(Chat)GPT v BERT: Dawn of Justice for Semantic Change Detection
Francesco Periti, Haim Dubossarsky, Nina Tahmasebi
TL;DR
This work addresses semantic change detection by evaluating off-the-shelf (Chat)GPT-3.5 against BERT on two diachronic WiC tasks: TempoWiC (short-term) and a newly introduced HistoWiC (long-term). The authors propose a controlled experimental framework with automatic prompts, varying in-context learning strategies, and a comparison across GPT API and ChatGPT Web, including a direct BERT baseline via layer-wise cosine-thresholding. Results show that GPT-3.5 generally underperforms BERT, particularly for short-term changes, though it shows relatively stronger performance on long-term historical change; API-based evaluation is more reliable than the web interface. The study highlights limitations of off-the-shelf ChatGPT for diachronic semantics and suggests that modern BERT-style embeddings remain robust baselines, while pointing to GPT-4 as a potential future improvement for lexical semantic change tasks.
Abstract
In the universe of Natural Language Processing, Transformer-based language models like BERT and (Chat)GPT have emerged as lexical superheroes with great power to solve open research problems.
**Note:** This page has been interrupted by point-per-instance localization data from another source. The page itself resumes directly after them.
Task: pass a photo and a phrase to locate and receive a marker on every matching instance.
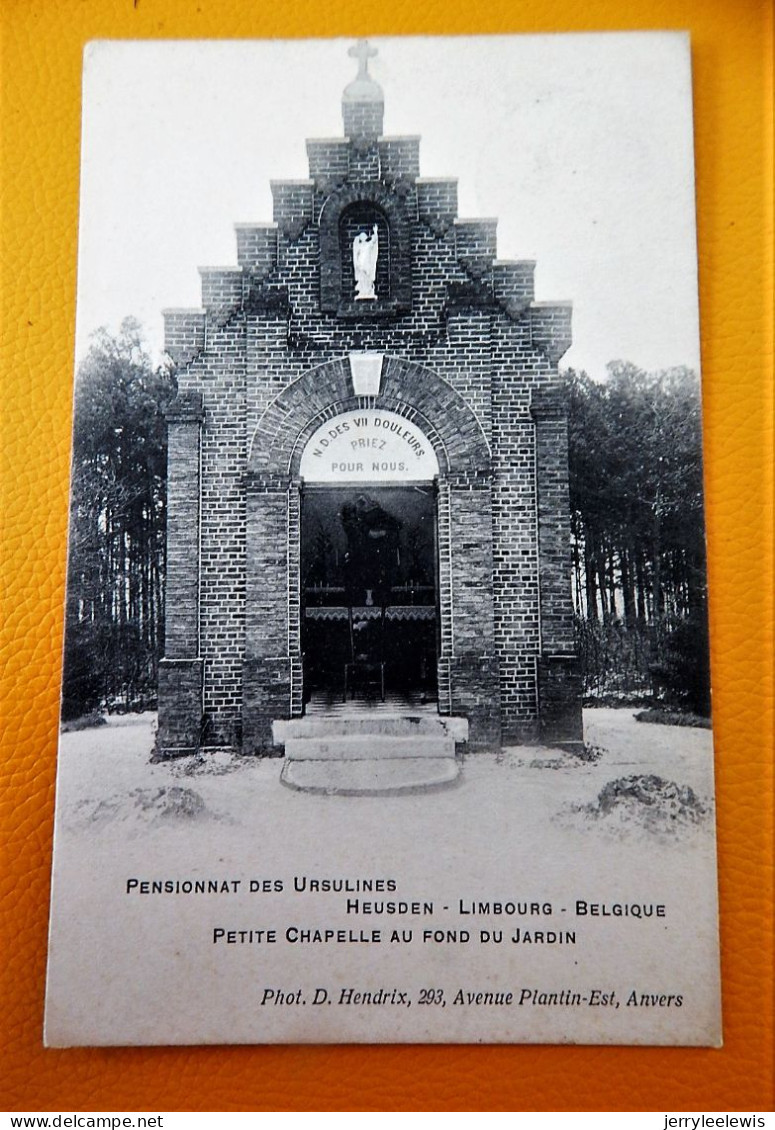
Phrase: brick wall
(470, 356)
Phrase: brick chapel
(367, 468)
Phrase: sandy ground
(106, 776)
(632, 827)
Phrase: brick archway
(410, 390)
(467, 665)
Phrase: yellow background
(42, 44)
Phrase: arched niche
(368, 445)
(337, 292)
(357, 219)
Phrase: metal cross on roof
(363, 53)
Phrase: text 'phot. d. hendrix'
(385, 707)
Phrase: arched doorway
(432, 420)
(368, 579)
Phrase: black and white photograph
(386, 689)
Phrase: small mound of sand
(153, 806)
(645, 802)
(206, 764)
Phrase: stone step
(369, 778)
(349, 722)
(359, 747)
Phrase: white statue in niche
(365, 250)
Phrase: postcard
(385, 706)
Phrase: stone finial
(363, 53)
(363, 87)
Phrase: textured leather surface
(41, 85)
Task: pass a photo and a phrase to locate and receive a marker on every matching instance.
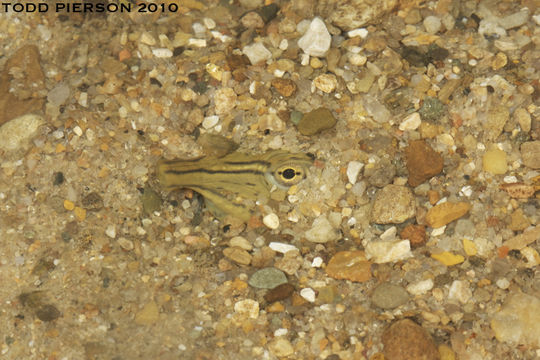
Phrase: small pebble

In this paper, we specifically focus on the temporal problem of semantic change, and evaluate their ability to solve two diachronic extensions of the Word-in-Context (WiC) task: TempoWiC and HistoWiC. In particular, we investigate the potential of a novel, off-the-shelf technology like ChatGPT (and GPT) 3.5 compared to BERT, which represents a family of models that currently stand as the state-of-the-art for modeling semantic change. Our experiments represent the first attempt to assess the use of (Chat)GPT for studying semantic change. Our results indicate that ChatGPT performs significantly worse than the foundational GPT version. Furthermore, our results demonstrate that (Chat)GPT achieves slightly lower performance than BERT in detecting long-term changes but performs significantly worse in detecting short-term changes.